The proposed method was tested against one representative classifier of each type. On the problems examined, the algorithm had better accuracy than both the Pittsburg and Michigan classifiers. Additionally, it produced much fewer rules than the Michigan classifier, while also performing well in more complex problems, contrary to the Pittsburg classifier, which is limited by its chromosome encoding length. The differences are more obvious in problems with larger number of features and classes, where the proposed method significantly outperformed the competition, maintaining both the robustness and small number of rules exhibited by the incremental rule classifier, and the generalization ability of the fuzzy classifier. Finally, compared to Support Vector Machines, the algorithm was surpassed in the majority of the problems, however the differences are marginal and statistically insignificant, while the proposed method is much more robust to the change of training parameters, and generates much simpler and more interpretable rules.

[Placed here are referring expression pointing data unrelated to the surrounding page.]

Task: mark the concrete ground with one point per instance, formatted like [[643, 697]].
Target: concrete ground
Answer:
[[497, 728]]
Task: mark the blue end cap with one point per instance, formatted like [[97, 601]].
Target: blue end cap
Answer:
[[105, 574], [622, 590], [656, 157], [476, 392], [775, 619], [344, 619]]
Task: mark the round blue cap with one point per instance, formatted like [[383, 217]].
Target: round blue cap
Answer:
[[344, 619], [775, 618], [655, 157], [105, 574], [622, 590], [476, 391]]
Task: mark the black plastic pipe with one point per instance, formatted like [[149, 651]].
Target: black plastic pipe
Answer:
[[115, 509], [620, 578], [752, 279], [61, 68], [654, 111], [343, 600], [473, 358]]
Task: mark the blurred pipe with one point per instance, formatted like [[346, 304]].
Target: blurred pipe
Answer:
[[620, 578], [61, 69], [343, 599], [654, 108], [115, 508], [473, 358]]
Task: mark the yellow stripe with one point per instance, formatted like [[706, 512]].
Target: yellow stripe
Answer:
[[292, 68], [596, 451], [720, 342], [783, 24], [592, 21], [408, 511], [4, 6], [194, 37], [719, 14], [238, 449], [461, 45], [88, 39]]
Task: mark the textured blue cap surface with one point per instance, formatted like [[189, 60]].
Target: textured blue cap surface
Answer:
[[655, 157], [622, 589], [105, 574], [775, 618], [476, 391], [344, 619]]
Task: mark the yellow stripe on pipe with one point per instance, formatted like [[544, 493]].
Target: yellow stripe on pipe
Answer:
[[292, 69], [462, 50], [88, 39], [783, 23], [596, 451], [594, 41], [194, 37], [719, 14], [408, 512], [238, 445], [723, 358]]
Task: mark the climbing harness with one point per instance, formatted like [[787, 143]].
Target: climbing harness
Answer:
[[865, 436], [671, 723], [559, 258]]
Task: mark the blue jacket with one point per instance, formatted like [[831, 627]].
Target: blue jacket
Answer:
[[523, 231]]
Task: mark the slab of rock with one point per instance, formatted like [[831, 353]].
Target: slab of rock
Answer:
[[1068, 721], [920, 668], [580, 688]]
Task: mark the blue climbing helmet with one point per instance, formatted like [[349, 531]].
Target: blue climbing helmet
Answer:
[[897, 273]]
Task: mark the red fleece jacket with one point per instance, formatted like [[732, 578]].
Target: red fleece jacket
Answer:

Regarding possible extensions of the present algorithm, the main area to experiment with is the employment of different geometries of recognition rules and different shapes of membership functions. Since different shapes of surfaces could be more appropriate for covering different areas of the problem space, it would be beneficial to combine multiple forms of rules within the same classifier. Additionally the evaluation metric could be extended so that, during the training of each rule, it also takes into account the existing rules, further assisting cooperation.